The Goldman Sachs Multi-Asset Income ETF would invest across US stocks, American depository receipts, master limited partnership investments, and other ETFs, according to the Securities and Exchange Commission filing dated January 16.
Most ETFs are required to disclose their holdings and asset rotations daily to maintain transparency with their holders. Goldman acknowledges the new kind of investment vehicle may be more expensive than traditional ETFs to trade and boast a portfolio that’s cheaper than the ETF’s tradable share price.
Yet the investment bank claims that the lack of daily disclosures may also serve as a benefit, as traders won’t be able to replicate its structure as easily as with traditional ETFs.

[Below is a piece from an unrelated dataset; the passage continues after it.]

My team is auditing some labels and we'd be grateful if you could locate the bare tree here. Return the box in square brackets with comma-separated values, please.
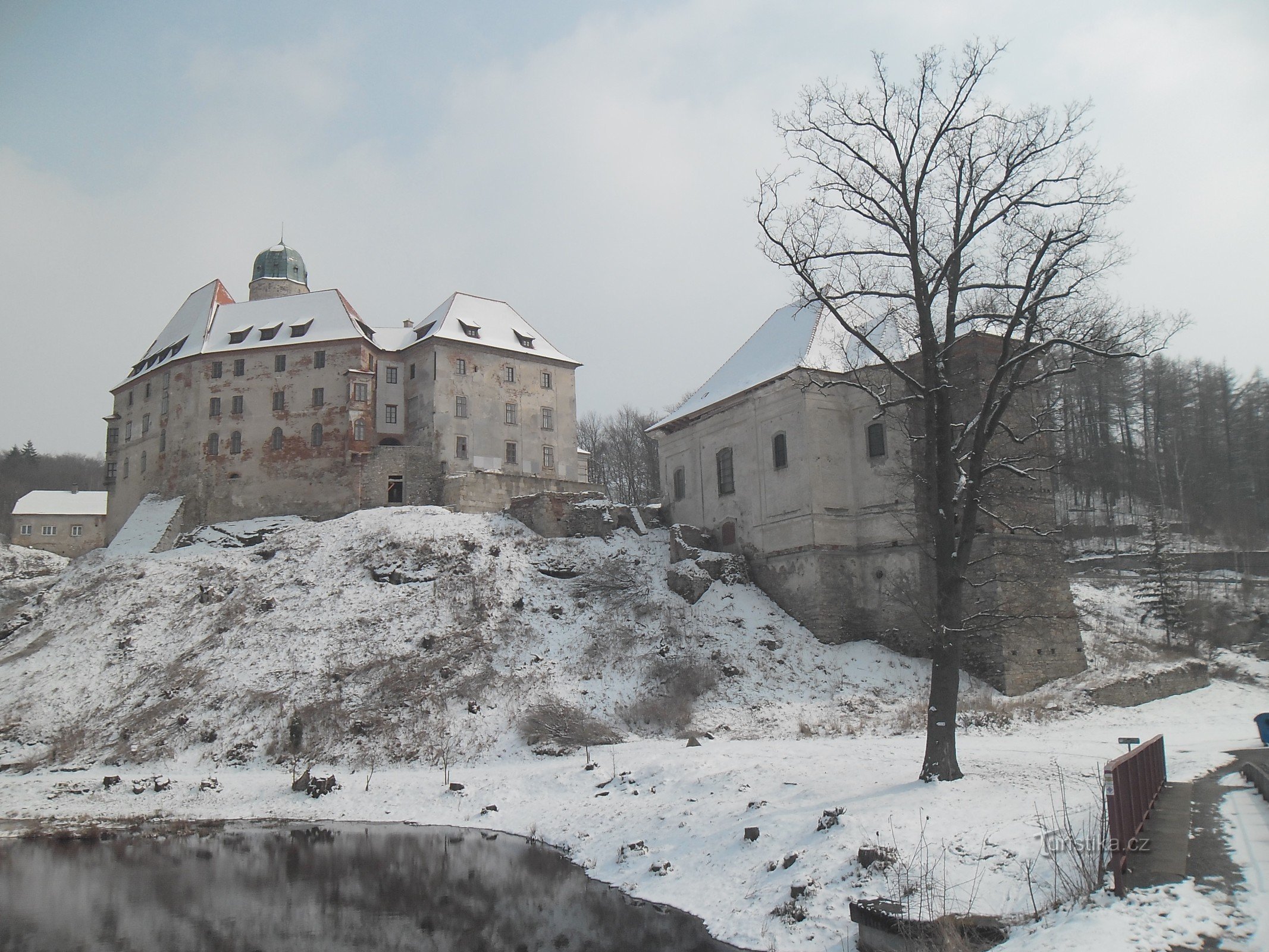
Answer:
[757, 42, 1172, 779]
[578, 405, 661, 505]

“By keeping certain information about the ETF secret, this ETF may face less risk that other traders can predict or copy its investment strategy. This may improve the ETF’s performance,” Goldman wrote in the filing.
The bank added that the fund’s performance may suffer if traders can predict its investment strategy.
The ETFs included in the new Goldman vehicle would be used to gain exposure to fixed-income assets and international stocks, according to the filing. The Goldman ETF’s equity holdings will be weighted in favour of companies with regular dividends or other current income.
The new class of ETF would exist with the ActiveShares model established by Precidian Investments, which has already received approval for the less-transparent ETF structure. The model is meant to ensure the ETF trades “at market prices that are at or close to” the net asset value of the fund’s holdings, the filing said.